D’altronde, non basterebbe andare alla partita per rendersi conto con i propri occhi di quel che accade in campo? Ma – costi a parte – il calcio, come il mondo parallelo (e spesso convergente) della politica, è televisione. Non altro. Chiedetelo ai vertici ecclesiastici che si ritroveranno le dirette dai campi se non a ridosso dell’ora di Messa, perlomeno a disturbare un momento “chiave” per un mattone fondamentale della società: la famiglia. «Mettersi davanti agli schermi alle 12,30 – ha detto il vescovo di Fidenza, monsignor Carlo Mazza – quando si va a pranzo o ci si prepara per andare a pranzo, a me pare un’invasione di campo».

Il credo calcistico, però, non solo invade spazi – a dir il vero – sacri. Ma si impone come verità non discutibile. Della regia di parte alle dirette si è detto (in compenso Sky promette, e chissà se è un risarcimento in valuta reality , telecamere negli spogliatoi). Ma c’è dell’altro: anche i resoconti saranno privi della pluralità dei punti di vista. A tirar la volata la tv di Stato. La Rai ha infatti deciso di chiudere la moviola nelle trasmissioni sul campionato di calcio.
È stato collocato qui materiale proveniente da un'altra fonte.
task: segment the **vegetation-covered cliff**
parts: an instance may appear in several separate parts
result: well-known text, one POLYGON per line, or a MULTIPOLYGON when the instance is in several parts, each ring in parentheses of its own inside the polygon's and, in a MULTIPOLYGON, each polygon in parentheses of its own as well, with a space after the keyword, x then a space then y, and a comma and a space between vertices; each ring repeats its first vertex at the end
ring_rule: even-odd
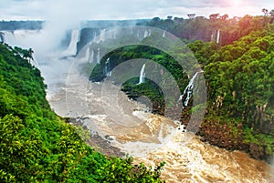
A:
POLYGON ((105 157, 52 112, 30 51, 0 44, 0 182, 162 182, 163 164, 105 157))
MULTIPOLYGON (((245 150, 253 158, 266 161, 270 161, 274 153, 274 25, 270 20, 246 15, 239 20, 153 18, 145 24, 170 31, 183 40, 188 39, 188 47, 204 69, 208 98, 198 132, 202 139, 227 149, 245 150), (201 27, 197 28, 198 25, 201 27), (187 27, 189 30, 185 30, 187 27), (210 37, 218 29, 219 42, 200 37, 210 37), (187 36, 186 33, 192 36, 187 36)), ((142 43, 150 39, 145 37, 142 43)), ((122 47, 105 56, 91 73, 90 80, 104 77, 104 64, 109 57, 111 68, 133 58, 153 60, 172 73, 181 93, 189 81, 174 58, 156 48, 142 46, 122 47)), ((153 112, 163 114, 161 88, 149 79, 136 85, 138 81, 137 77, 128 80, 122 90, 133 99, 147 96, 153 102, 153 112)), ((185 107, 182 123, 187 124, 190 115, 190 107, 185 107)))

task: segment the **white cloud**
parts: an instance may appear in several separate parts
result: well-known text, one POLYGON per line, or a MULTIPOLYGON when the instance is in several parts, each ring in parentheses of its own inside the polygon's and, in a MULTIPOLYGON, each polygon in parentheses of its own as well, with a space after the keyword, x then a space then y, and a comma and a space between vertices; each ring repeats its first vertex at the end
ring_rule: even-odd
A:
POLYGON ((169 15, 187 17, 189 13, 206 16, 222 12, 230 14, 230 16, 260 15, 262 8, 271 9, 270 0, 0 0, 0 19, 60 20, 68 23, 86 19, 163 18, 169 15))

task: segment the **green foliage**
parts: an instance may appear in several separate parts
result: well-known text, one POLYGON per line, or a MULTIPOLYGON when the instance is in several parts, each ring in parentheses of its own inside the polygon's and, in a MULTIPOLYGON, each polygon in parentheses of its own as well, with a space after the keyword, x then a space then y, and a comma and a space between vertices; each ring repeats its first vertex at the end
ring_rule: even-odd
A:
POLYGON ((160 168, 107 158, 57 117, 29 50, 0 44, 0 182, 162 182, 160 168))

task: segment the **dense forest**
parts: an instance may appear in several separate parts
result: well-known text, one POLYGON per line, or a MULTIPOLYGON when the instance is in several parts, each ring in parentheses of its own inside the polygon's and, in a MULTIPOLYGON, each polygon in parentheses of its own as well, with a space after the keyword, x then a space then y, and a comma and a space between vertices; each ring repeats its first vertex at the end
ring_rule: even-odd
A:
POLYGON ((32 50, 0 44, 0 182, 162 182, 158 167, 106 157, 46 100, 32 50))
MULTIPOLYGON (((201 139, 230 150, 244 150, 268 162, 274 153, 273 15, 228 19, 213 15, 210 19, 187 20, 169 16, 165 20, 155 17, 139 24, 158 27, 180 37, 203 68, 207 104, 198 131, 201 139)), ((145 37, 141 45, 146 45, 152 36, 145 37)), ((132 46, 105 56, 100 65, 94 67, 90 76, 91 81, 100 81, 106 76, 107 58, 111 60, 111 69, 130 59, 153 60, 172 73, 181 93, 190 79, 184 68, 166 53, 154 47, 132 46)), ((153 103, 152 111, 163 114, 166 104, 159 86, 148 78, 140 85, 138 81, 137 77, 128 80, 123 83, 122 90, 133 99, 147 96, 153 103)), ((191 107, 183 110, 182 123, 187 124, 192 110, 191 107)))

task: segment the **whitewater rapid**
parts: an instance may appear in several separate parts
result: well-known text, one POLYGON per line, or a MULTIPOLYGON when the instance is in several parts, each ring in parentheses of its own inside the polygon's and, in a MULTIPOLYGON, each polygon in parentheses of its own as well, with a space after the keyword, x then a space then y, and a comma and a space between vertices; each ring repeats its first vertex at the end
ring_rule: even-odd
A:
MULTIPOLYGON (((15 46, 24 34, 5 36, 15 46)), ((134 157, 135 163, 155 167, 165 161, 162 178, 167 182, 274 182, 273 168, 265 162, 202 142, 172 119, 150 114, 145 106, 128 99, 111 81, 90 83, 78 69, 89 56, 63 57, 76 52, 79 31, 72 34, 66 52, 39 57, 37 65, 47 85, 47 98, 58 115, 82 118, 90 132, 111 137, 111 145, 134 157)), ((100 40, 103 39, 101 34, 100 40)), ((85 53, 90 55, 89 50, 85 53)), ((100 62, 100 50, 96 59, 100 62)))
MULTIPOLYGON (((90 83, 77 66, 69 66, 73 59, 67 61, 67 75, 60 72, 47 79, 47 97, 56 113, 84 118, 83 126, 111 137, 111 145, 134 157, 135 163, 154 167, 165 161, 162 178, 167 182, 267 183, 274 179, 273 169, 265 162, 182 132, 174 121, 146 112, 143 105, 128 99, 111 82, 90 83)), ((54 63, 65 67, 64 60, 54 63)))

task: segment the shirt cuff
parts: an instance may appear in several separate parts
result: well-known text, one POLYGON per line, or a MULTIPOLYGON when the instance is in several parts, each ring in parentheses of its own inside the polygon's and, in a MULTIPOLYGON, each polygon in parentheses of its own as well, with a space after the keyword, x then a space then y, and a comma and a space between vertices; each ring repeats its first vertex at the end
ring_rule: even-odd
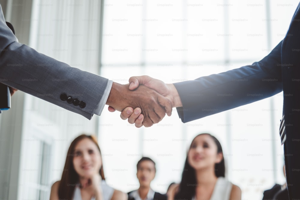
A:
POLYGON ((104 91, 104 93, 102 96, 102 98, 101 98, 100 102, 98 104, 98 106, 97 106, 95 111, 94 111, 94 114, 99 116, 101 115, 102 111, 104 108, 104 106, 105 105, 106 101, 107 100, 108 95, 110 95, 110 90, 111 89, 112 85, 112 81, 109 80, 108 82, 107 82, 107 85, 106 86, 105 90, 104 91))

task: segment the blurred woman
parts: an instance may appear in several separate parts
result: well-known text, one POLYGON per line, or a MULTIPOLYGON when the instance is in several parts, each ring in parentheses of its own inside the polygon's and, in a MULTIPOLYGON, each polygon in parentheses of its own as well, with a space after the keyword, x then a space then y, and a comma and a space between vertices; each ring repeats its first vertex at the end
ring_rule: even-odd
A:
POLYGON ((93 136, 82 135, 71 144, 60 181, 50 199, 125 200, 127 195, 106 184, 100 148, 93 136))
POLYGON ((181 182, 169 200, 241 200, 241 189, 225 178, 222 147, 214 136, 200 134, 194 138, 185 160, 181 182))

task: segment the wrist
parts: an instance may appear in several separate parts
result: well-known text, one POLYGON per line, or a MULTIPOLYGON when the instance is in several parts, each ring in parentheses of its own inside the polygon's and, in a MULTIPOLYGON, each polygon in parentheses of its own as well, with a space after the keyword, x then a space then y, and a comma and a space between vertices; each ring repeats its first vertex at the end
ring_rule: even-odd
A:
POLYGON ((120 110, 123 102, 120 102, 120 99, 122 96, 122 87, 123 85, 112 82, 111 89, 105 104, 112 106, 118 111, 120 110))
POLYGON ((182 103, 181 102, 181 99, 175 86, 172 83, 166 85, 170 90, 172 107, 182 107, 182 103))

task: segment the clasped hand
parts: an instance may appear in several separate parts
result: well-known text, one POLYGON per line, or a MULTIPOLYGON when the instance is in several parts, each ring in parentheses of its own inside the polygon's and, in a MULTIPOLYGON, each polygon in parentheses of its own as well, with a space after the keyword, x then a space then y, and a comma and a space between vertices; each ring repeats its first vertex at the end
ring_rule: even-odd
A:
POLYGON ((106 104, 110 105, 110 111, 121 111, 121 118, 128 119, 129 123, 135 124, 136 127, 150 127, 161 120, 166 113, 171 116, 172 108, 182 106, 172 84, 166 84, 147 76, 132 77, 129 82, 127 85, 113 83, 106 104), (124 92, 121 94, 123 90, 124 92), (111 94, 113 97, 116 93, 120 96, 113 97, 112 101, 116 102, 114 98, 119 98, 120 100, 113 105, 110 102, 112 100, 109 100, 111 94))

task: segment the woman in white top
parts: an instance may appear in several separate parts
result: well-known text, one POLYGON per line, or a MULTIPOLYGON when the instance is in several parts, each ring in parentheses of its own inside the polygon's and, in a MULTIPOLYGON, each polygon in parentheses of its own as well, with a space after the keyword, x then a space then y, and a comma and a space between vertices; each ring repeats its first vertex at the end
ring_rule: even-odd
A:
POLYGON ((104 180, 97 140, 82 135, 69 148, 62 179, 52 185, 50 200, 127 200, 127 195, 108 186, 104 180))
POLYGON ((225 178, 222 147, 214 137, 198 135, 190 147, 181 182, 173 187, 169 200, 241 200, 241 189, 225 178))

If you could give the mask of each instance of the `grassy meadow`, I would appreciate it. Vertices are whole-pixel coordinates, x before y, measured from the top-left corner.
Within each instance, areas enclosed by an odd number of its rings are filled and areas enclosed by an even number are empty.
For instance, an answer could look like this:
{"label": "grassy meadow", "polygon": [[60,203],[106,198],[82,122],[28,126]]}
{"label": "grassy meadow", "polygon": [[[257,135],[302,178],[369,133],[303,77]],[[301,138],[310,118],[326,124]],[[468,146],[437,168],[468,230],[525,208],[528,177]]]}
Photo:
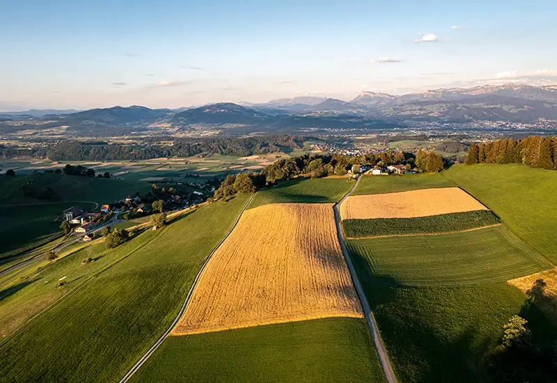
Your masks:
{"label": "grassy meadow", "polygon": [[200,208],[159,233],[132,240],[130,244],[157,235],[1,345],[0,376],[14,382],[120,379],[171,324],[204,260],[249,197]]}
{"label": "grassy meadow", "polygon": [[505,281],[551,267],[504,226],[442,234],[350,240],[351,256],[373,276],[405,286]]}
{"label": "grassy meadow", "polygon": [[133,382],[384,382],[365,320],[170,336]]}
{"label": "grassy meadow", "polygon": [[297,179],[262,190],[249,204],[256,208],[268,203],[334,203],[354,186],[347,177]]}
{"label": "grassy meadow", "polygon": [[557,171],[524,165],[455,165],[441,173],[557,263]]}
{"label": "grassy meadow", "polygon": [[474,210],[413,218],[343,219],[342,221],[344,235],[347,238],[461,231],[499,223],[499,220],[489,210]]}
{"label": "grassy meadow", "polygon": [[453,187],[455,184],[442,173],[407,174],[404,175],[363,175],[352,195],[397,193],[431,189]]}
{"label": "grassy meadow", "polygon": [[[528,322],[550,350],[556,324],[506,280],[552,267],[557,172],[515,165],[453,166],[438,174],[363,178],[356,194],[458,186],[502,225],[465,233],[348,240],[400,382],[551,382],[554,372],[495,359],[503,325]],[[411,230],[411,229],[409,229]]]}

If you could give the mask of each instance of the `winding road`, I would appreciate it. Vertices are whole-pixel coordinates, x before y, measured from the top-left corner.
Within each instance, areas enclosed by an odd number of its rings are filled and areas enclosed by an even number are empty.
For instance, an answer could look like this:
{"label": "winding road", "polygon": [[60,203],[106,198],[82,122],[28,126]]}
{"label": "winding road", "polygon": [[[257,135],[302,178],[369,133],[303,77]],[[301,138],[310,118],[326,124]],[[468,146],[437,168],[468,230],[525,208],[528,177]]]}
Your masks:
{"label": "winding road", "polygon": [[343,199],[333,207],[333,210],[335,212],[335,221],[336,223],[336,233],[338,236],[338,242],[340,244],[340,248],[343,249],[343,254],[344,254],[346,263],[348,265],[348,269],[350,271],[354,286],[356,288],[356,291],[358,292],[358,296],[360,298],[363,312],[366,314],[366,320],[368,322],[368,326],[370,327],[371,337],[375,345],[375,349],[377,351],[377,355],[379,356],[379,362],[381,363],[381,367],[383,368],[383,373],[385,375],[385,379],[387,383],[396,383],[396,377],[395,377],[395,373],[393,372],[393,367],[391,366],[391,362],[389,360],[389,356],[387,355],[386,350],[385,350],[385,346],[383,345],[383,341],[381,339],[379,329],[377,328],[377,323],[375,322],[375,317],[373,316],[373,313],[371,311],[368,299],[366,297],[366,295],[363,292],[363,288],[361,287],[360,280],[358,279],[358,274],[356,274],[356,269],[354,268],[352,259],[348,254],[348,249],[346,248],[346,244],[344,243],[343,230],[340,228],[340,214],[338,213],[338,208],[340,206],[343,201],[354,192],[360,182],[361,178],[361,177],[358,177],[356,183],[354,184],[350,191],[343,197]]}
{"label": "winding road", "polygon": [[174,318],[174,320],[172,322],[172,324],[166,329],[166,331],[164,331],[164,334],[163,334],[161,336],[161,337],[157,340],[155,344],[152,346],[151,346],[151,347],[149,350],[148,350],[145,354],[143,354],[143,356],[141,357],[141,358],[137,361],[137,363],[136,363],[134,365],[134,366],[132,367],[132,369],[130,370],[125,375],[124,375],[124,377],[123,377],[120,380],[120,383],[125,383],[130,380],[130,379],[134,375],[134,374],[136,373],[138,370],[139,370],[141,366],[143,366],[145,364],[145,362],[147,361],[149,357],[151,355],[152,355],[155,351],[157,351],[157,349],[159,348],[159,347],[160,347],[160,345],[162,344],[164,340],[168,336],[168,335],[170,334],[171,331],[174,328],[174,327],[178,324],[178,321],[182,318],[182,315],[184,315],[184,312],[186,311],[186,307],[187,307],[187,305],[189,304],[189,301],[191,299],[191,295],[194,294],[194,291],[195,290],[196,287],[197,286],[197,283],[201,279],[201,276],[203,275],[203,272],[205,271],[205,269],[207,267],[207,265],[209,263],[209,261],[211,260],[211,258],[212,258],[213,255],[214,255],[214,253],[217,252],[217,250],[219,249],[219,248],[221,247],[223,242],[224,242],[224,241],[226,240],[226,238],[228,237],[228,236],[230,235],[233,230],[235,228],[236,226],[238,224],[238,221],[240,221],[240,219],[242,217],[242,214],[244,214],[244,211],[246,211],[246,209],[247,209],[248,206],[249,205],[249,203],[251,202],[251,200],[253,199],[256,195],[257,195],[257,192],[254,193],[253,195],[251,196],[251,197],[246,203],[246,205],[244,206],[244,208],[242,209],[242,211],[238,214],[238,217],[236,219],[236,221],[234,222],[234,225],[233,225],[233,226],[230,228],[230,230],[228,230],[228,233],[226,233],[226,235],[224,236],[224,237],[221,240],[221,242],[219,242],[219,244],[217,244],[214,247],[214,249],[213,249],[213,251],[211,251],[211,253],[209,254],[209,256],[207,257],[207,259],[203,263],[203,266],[201,266],[201,269],[197,273],[196,279],[194,280],[194,283],[191,285],[191,287],[189,288],[189,291],[188,291],[187,295],[186,296],[186,299],[184,301],[184,303],[182,304],[182,307],[180,308],[180,311],[178,311],[176,318]]}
La rubrica, che aveva 43 anni, sarà sostituita da approfondimenti tecnici “a scopo didattico”. Another brick in the wall , non c’è che dire.

Torneremo alla radiolina? I consumi mediali indicano una rinascita, grazie anche al web, dell’invenzione di Marconi. Potrebbe darsi dunque che si torni alla fantasia, ma resterebbe a senso unico il ritorno alla “realtà” – quello visto in tv – di quanto immaginato all’ascolto degli eredi di Nicolò Carosio e dell’immaginifico “quasi gol”.

Non restano allora che i salottini delle tv locali, quelli dove saltellando da una tifoseria all’altra ti fanno raccontare la partita da chi la vede per tuo conto?
«È in ogni caso – ha stabilito la Lega Calcio – tassativamente vietata al licenziatario la tele audiocronaca e/o l’audiocronaca della gara, in diretta e/o differita, effettuata dallo stadio, dagli studi televisivi e/o da qualsiasi altra postazione». Non avrai altro calcio all’infuori di me.